Presented at Still Hacking Anyway (SHA2017), Aug. 5, 2017, 3 p.m. (60 minutes)

Even though the Snowden revelations for the first time clearly show that mass surveillance of communications is carried out on a global level, little knowledge seems to be available to the general public as well as the hacker community how these so-called COMINT operations actually work. The talk focuses on mass surveillance based on methods known from research of the interdiscplinary field of Computationanal Linguistics (or Natural Language Processing) and demonstrates how generation of selectors for mass surveilling text messages can occur.

However, little knowledge is available concerning the nature of these words, which are supposed to be the needles the secret services search for in the haystack. Even though different leaks exist, showing different forms of hard selectors (like telephone numbers or email addresses of high-ranking policians or economic actors), there's also evidence for soft selectors, targeting no specific persons, but whole groups or populations.

There's no clear knowledge available of how such selectors are defined. However, combining insights from Snowden and WikiLeaks documents, taking into account the "neutral" state-of-the-art research in the field of Computational Linguistics and Human Language Technology, but also specific surveillance research (e.g., from the EU-sponsored INDECT project including their scaring assumptions about human nature) and own experiments done by the author during his research, a much deeper understanding of the selectors' nature can be achieved. As such, the talk helps to demistify the COMINT work and turns its supposed "secret knowledge" to the public. The talk also shows that the application of such methods by principle suffer from catastrophic false-positive rates, thus affecting lots of innocent people in any case, even though governments wants us to believe the opposite, telling us stories of precise searches being carried out only.

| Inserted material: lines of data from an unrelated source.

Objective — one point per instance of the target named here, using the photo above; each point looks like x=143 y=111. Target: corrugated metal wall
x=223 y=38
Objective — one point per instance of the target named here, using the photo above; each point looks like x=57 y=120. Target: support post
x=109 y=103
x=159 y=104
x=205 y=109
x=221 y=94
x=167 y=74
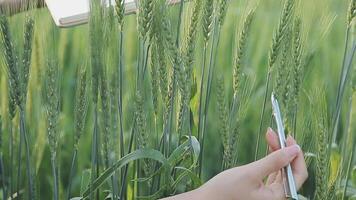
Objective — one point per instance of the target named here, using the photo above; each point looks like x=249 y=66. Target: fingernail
x=293 y=150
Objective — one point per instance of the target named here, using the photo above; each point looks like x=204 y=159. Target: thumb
x=275 y=161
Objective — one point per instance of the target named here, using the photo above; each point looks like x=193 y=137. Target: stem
x=262 y=114
x=179 y=21
x=71 y=172
x=201 y=93
x=55 y=177
x=27 y=149
x=19 y=165
x=295 y=121
x=348 y=172
x=94 y=152
x=340 y=91
x=123 y=183
x=213 y=54
x=200 y=136
x=121 y=61
x=11 y=147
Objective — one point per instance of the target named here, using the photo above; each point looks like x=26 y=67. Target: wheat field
x=152 y=104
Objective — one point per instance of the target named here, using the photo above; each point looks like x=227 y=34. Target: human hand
x=247 y=182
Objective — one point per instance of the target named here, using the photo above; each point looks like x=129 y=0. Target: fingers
x=275 y=161
x=299 y=167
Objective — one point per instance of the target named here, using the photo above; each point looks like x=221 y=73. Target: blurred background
x=324 y=29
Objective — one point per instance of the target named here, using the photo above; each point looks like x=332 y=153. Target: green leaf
x=353 y=176
x=335 y=160
x=187 y=172
x=85 y=181
x=136 y=155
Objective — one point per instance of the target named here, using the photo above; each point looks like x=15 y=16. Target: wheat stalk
x=352 y=12
x=96 y=33
x=11 y=59
x=322 y=158
x=26 y=58
x=241 y=49
x=207 y=19
x=3 y=183
x=285 y=20
x=120 y=12
x=223 y=121
x=52 y=111
x=81 y=108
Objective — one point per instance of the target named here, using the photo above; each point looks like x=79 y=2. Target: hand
x=247 y=182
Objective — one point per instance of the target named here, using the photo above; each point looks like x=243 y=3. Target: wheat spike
x=207 y=18
x=11 y=59
x=285 y=20
x=352 y=12
x=241 y=49
x=81 y=105
x=223 y=119
x=26 y=59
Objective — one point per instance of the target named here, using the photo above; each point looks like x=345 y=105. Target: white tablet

The speaker by education is Computational Linguist, Sociologist and Neuroinformatician. As activist of the Chaos Computer Club in Switzerland (CCC-CH), he not only fought a surveillance law introducing extended mass surveillance – including selector search of communications in Switzerland, but also focused his master thesis on exactly this topic.


Presenters:

  • vecirex
    The speaker is Computational Linguist, Sociologist and Neuroinformatician, board member and activist of the Chaos Computer Club Switzerland (CCC-CH) and council member of the p≡p foundation, helping in creating tools to restore privacy and engaged in fights for privacy, freedom of speech and information.